If possible just don’t use container images from Docker Hub, or if can’t avoid it and don’t want to make users pull them down and push them to the per workshop session image registry, copy images from Docker Hub in advance to an alternate common image registry hosted in the same cluster, or elsewhere and modify workshop instructions or deployment resources to use the container images from that image registry instead. Where practical use a shared OCI image cache for the workshop environment for this purpose.
Related Issues
Note that if users venture beyond the workshop instructions and start pulling arbitrary container images from Docker Hub, it is possible that it can act as a denial of service attack against that workshop as storage in the mirror registry could be filled up. It is not known if the docker image registry in mirror mode will self prune images when storage is low, or whether it goes into a mode whereby it just passes requests through, thus being subject to rate limiting again. Worst case it may be necessary to manually access the pod for the mirror registry to perform commands or access REST APIs to delete images which were pulled which shouldn’t be.

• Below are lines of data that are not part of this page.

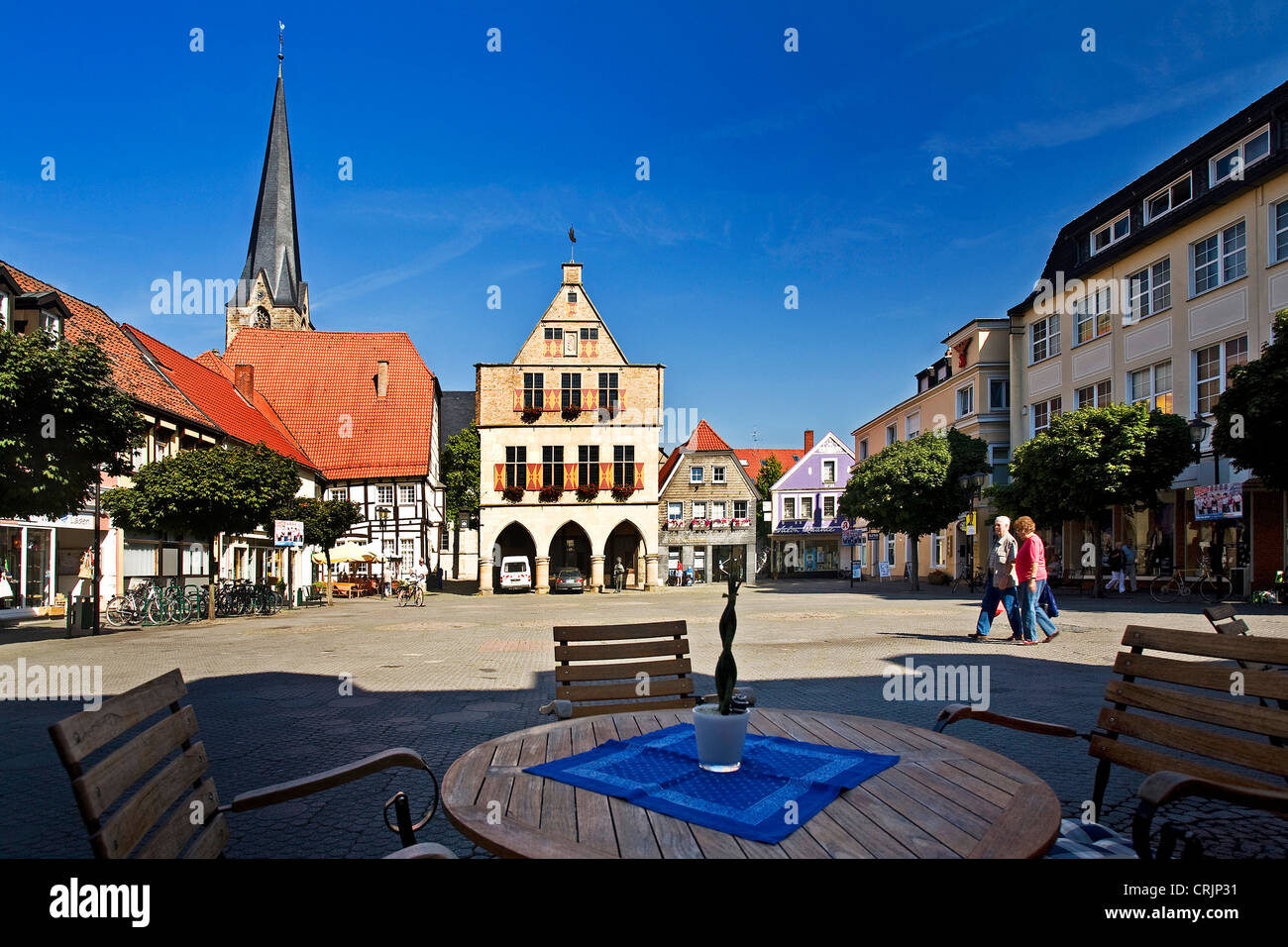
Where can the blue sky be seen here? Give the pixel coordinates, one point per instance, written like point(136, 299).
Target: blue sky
point(768, 169)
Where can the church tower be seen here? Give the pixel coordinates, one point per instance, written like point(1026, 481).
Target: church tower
point(270, 292)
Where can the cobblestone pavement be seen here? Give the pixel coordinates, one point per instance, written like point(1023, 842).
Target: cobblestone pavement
point(465, 669)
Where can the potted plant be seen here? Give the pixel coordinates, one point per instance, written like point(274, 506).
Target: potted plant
point(720, 728)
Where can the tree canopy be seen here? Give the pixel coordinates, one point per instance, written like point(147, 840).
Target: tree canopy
point(1250, 425)
point(60, 420)
point(462, 475)
point(1093, 459)
point(204, 492)
point(913, 486)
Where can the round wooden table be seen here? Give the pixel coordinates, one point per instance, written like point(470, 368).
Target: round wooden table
point(944, 799)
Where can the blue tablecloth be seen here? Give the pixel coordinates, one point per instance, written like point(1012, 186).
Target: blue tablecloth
point(782, 784)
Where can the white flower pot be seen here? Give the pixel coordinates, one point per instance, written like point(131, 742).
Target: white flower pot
point(720, 738)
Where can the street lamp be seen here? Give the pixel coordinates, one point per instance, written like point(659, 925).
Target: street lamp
point(382, 515)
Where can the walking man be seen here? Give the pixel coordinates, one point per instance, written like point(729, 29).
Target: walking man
point(1001, 581)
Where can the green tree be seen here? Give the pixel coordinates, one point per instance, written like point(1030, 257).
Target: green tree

Note that only docker pull via the dockerd side car container is going to make use of the mirror registry. Other tools that pull image themselves, such as dive, skopeo or imgpkg are not going to make use of the mirror registry and would still be subject to rate limiting if using container images from Docker Hub. This is why you should not store workshop instructions/files on Docker Hub as an OCI image artefact as imgpkg is used in that case to pull down the OCI image artefact and unpack it at the start of every workshop session.
Note that you SHOULD NOT embed your own credentials for Docker Hub in a workshop definition and have users use that to login to Docker Hub to pull images as your credentials are obviously exposed and depending on access type they could login to the account, change the password, or otherwise cause problems.